John Penn and Sons was an English engineering company based in London, and mainly known for its marine steam engines.

==History==

===Establishment===
In 1799, engineer and millwright John Penn (born in Taunton, Somerset, 1770; died 6 June 1843) started an agricultural engineering business on the site at the junction of Blackheath and Lewisham Roads (close to modern-day Deptford Bridge) in south-east London. It grew in two decades to be one of the major engineering works in the London area. The focus of the firm remained in agriculture until the 1830s and 1840s, when Penn's son, also John Penn, took over the company and it began to specialise in building marine steam engines.

===Marine steam===
Penn Jr was an inventor of engines. One of the earliest engines he produced was the grasshopper beam engine, a six horsepower version being the first steam engine to power the machinery at the works. He shifted the focus of the works to marine engines. His 40-horsepower beam engines were fitted in the paddle steamers 'Ipswich' and 'Suffolk', and it is likely these were the first marine engines to be designed and built by Penn. He then focussed on improving the oscillating engine from the version patented by Aaron Manby in 1821. In 1844 he replaced the engines of the Admiralty yacht, HMS Black Eagle with oscillating engines of double the power, without increasing either the weight or space occupied, an achievement which broke the naval supply dominance of Boulton & Watt and Maudslay, Son & Field. His enhanced reputation due to this notable advancement was further augmented by Penn's introduction of trunk engines for driving screw propellers in vessels of war. HMS Encounter (1846) and HMS Arrogant (1848) were the first ships to be fitted with such engines and such was their efficacy that by the time of Penn's death in 1878, the engines had been fitted in 230 ships.
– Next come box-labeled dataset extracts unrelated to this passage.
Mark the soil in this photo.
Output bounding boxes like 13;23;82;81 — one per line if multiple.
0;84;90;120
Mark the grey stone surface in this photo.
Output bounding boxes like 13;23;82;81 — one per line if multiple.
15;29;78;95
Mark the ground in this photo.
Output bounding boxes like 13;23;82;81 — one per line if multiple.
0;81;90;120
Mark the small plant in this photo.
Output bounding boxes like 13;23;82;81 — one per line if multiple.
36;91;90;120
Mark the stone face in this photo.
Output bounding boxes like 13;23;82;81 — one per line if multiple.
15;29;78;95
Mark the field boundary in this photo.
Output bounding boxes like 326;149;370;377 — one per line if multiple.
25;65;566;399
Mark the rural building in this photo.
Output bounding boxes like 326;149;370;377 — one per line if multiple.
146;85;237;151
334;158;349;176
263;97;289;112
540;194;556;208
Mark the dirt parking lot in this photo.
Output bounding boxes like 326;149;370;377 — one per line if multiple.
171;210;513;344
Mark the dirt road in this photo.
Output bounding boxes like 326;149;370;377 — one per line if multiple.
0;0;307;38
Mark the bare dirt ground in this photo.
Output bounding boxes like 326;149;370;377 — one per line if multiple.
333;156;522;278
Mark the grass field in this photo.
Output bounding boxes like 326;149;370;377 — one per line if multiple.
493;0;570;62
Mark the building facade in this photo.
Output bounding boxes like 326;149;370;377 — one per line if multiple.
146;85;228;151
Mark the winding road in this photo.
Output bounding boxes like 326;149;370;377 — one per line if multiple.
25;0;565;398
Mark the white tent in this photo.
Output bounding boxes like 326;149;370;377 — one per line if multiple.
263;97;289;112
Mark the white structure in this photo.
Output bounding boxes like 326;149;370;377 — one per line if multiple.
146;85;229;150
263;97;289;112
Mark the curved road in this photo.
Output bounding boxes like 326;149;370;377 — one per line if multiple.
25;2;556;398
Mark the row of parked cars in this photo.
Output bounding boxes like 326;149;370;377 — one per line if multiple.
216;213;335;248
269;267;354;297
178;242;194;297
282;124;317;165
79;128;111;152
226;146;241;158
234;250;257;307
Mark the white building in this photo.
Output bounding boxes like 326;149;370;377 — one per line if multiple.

Initially, ships were adapted to incorporate these engines, but in 1851, the Navy ordered its first ship specifically designed as a steam-screw auxiliary, HMS Agamemnon.

These advancements were coupled with a reputation for quality and reliability and this led to Penn becoming the major engine supplier to the Royal Navy as it made the transition from sail to steam. Penn was also responsible for introducing wood bearings for screw-propeller shafts which became vital to the worldwide use of steam-powered ships. This development of the lignum vitae stern bearing which enabled screw propeller ships to make oceanic voyages without wearing out their stern glands came in collaboration with Francis Pettit Smith. Other notable associations include his work on the application of superheated steam in marine engines.

Penn also produced the trunk engine for HMS Warrior and during construction was requested to develop an engine design for the RN gunboats being readied for the Crimean War. Penn chose his trunk engine design and subsequently produced 90 sets of what were the first mass-produced, high-pressure and high-revolution marine engines. At the Admiralty's insistence, they also used the Whitworth measurement standards throughout; Penn was a great friend of Joseph Whitworth, and employed the precision instruments and tools developed by him. The association with Whitworth was important in the development of mass-produced marine engines, as is clear from the obituary to Whitworth from The Times of 24 January 1887:

The Crimean War began, and Sir Charles Napier demanded of the Admiralty 120 gunboats, each with engines of 60 horsepower, for the campaign of 1855 in the Baltic. There were just ninety days in which to meet this requisition, and, short as the time was, the building of the gunboats presented no difficulty. It was otherwise however with the engines, and the Admiralty were in despair. Suddenly, by a flash of the mechanical genius which was inherent in him, the late Mr John Penn solved the difficulty, and solved it quite easily.

He had a pair of engines on hand of the exact size. He took them to pieces and he distributed the parts among the best machine shops in the country, telling each to make ninety sets exactly in all respects to the sample. The orders were executed with unfailing regularity, and he actually completed ninety sets of engines of 60 horsepower in ninety days – a feat which made the great Continental Powers stare with wonder, and which was possible only because the Whitworth standards of measurement and of accuracy and finish were by that time thoroughly recognised and established throughout the country.

The engine recovered from the wreck of the SS Xantho is of the gunboat type. Built (or assembled) in 1861, it is the only known example, and in being recovered intact was found to have all its fittings and fixtures attached including Penn's nameplate. It is on display at the Western Australian Museum.

John Penn's firm was a major employer in the Greenwich area with 1800 employed at its Greenwich and Deptford works at its peak. John Penn and Sons was considered the best-equipped marine engineering works and Penn a model employer. He recognised the value of skilled employees through pensions and awarded Christmas gifts. His works also provided the education for a whole generation of marine engineers.

===Amalgamation===
It was amalgamated with the Thames Ironworks and Shipbuilding Company in 1899 under the name of Thames Iron Works, Shipbuilding and Engineering Company. The combined company failed in 1912.